The GRR did not provide information on access site location – specifically, whether an IO access was placed tibially or humerally, or where an IV access was placed. A subgroup analysis of the IO group, challenging the above mentioned hypothesis on proximity to the central circulation was thus not feasible within the present study.

One should not forget that the ET administration of adrenaline via an endotracheal tube used to be recommended in international resuscitation guidelines for many years as an alternative to the IV route, providing independence from venous status (Fig. 3). The 2000 ERC guidelines [37] described the ET delivery of adrenaline with higher dosages (2–3 mg ET vs. 1 mg IV) as an equivalent alternative to IV. In 2005, the ERC recommended IO access as the primary alternative to IV, reserving ET administration as an emergency fallback strategy when neither IV nor IO access could be established [38]. Since its 2010 update, ERC guidelines do not recommend the ET route anymore, due to unknown optimal doses and poor predictability of resulting plasma levels [39].

Fig. 3
figure 3

Routes of drug application as recommended by ERC ALS guidelines from 2000 to 2020. Black: first choice, gray: second choice, striped: fallback strategy, ERC: European Resuscitation Council, ALS: advanced life support

In the event that future studies would confirm a limited efficacy for IO administered emergency medication, in particular for adrenaline during CPR, the risk-benefit-analysis regarding safety, speediness and efficacy of the different routes would have to be re-assessed.

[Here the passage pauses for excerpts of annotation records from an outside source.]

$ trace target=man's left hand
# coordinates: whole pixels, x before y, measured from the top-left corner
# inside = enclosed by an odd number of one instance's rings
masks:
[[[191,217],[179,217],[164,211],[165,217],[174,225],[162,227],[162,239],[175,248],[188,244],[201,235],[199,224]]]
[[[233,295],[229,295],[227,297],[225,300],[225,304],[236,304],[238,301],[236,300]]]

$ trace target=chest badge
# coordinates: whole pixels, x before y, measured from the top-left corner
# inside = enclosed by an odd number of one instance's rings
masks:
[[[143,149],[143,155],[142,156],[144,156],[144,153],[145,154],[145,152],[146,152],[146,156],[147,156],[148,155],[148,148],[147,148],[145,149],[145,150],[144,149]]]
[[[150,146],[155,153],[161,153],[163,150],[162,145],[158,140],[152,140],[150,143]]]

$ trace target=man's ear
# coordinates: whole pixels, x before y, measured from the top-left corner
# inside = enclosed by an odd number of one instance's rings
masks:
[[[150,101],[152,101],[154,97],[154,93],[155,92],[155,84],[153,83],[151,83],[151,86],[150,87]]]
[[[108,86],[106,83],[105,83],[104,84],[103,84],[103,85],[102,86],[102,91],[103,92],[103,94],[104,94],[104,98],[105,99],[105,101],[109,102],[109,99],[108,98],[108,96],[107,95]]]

Surprisingly, the present registry analysis suggested an outcome comparability between IV and ET + IV administration of adrenaline. Hypothetically, the decision to discount the ET option could have been made prematurely. If the main reason against recommending the ET route during OHCA CPR was a lack of data on the required dosage, focused research on ET pharmacokinetics during CPR might prove fruitful. Despite not being recommended since 2010, sporadic use of ET adrenaline was detected in the GRR registry as late as 2019.

While safety, speediness and effectiveness of intraosseous access devices are generally not called into question, there might be good reasons to uphold the intravenous access as the gold standard during the specific conditions of OHCA CPR. Nonetheless, whenever the latter is not readily available, a viable and fast alternative access will be pivotal.

In a scenario of ongoing CPR, when the airway has already been successfully secured while IV access has not been established yet, the endotracheal drug administration could potentially present an acceptable alternate route. Before specific recommendations to this effect can be considered, further research on endotracheal dosage requirements is needed.

Study strength and limitations

As with all registry-based analyses, some limiting factors need to be addressed. First of all, due to the retrospective nature of the study design, control against selection bias through randomization of treatments was not possible. In order to minimize a systematic treatment effect, cases were pair-matched according to the pre-CPR likelihood for ROSC. Internal validation confirmed this approach. Therefore, remaining differences in outcomes cannot be merely explained by postulating a systematic selection bias.

Other potential confounders were implicitly accounted for by referring to the largest available CPR registry in the German-speaking area, hoping to eliminate random effects by collecting a sufficiently large sample. Nonetheless, even this registry did not contain sufficient data to include an exclusively endotracheal treatment group in the analysis, and a substantial number of cases could not be included into the analysis due to incomplete follow-up data. Data on direct comparisons between access routes remain scarce and at times contradictory.

Conclusions

The GRR data, collected over a 31-year period, provide evidence for using the IV access as primary route during out-of-hospital CPR. IO administration of adrenaline might be less effective. An ET application, while removed in 2010 from international guidelines, could gain in importance as an alternative route again.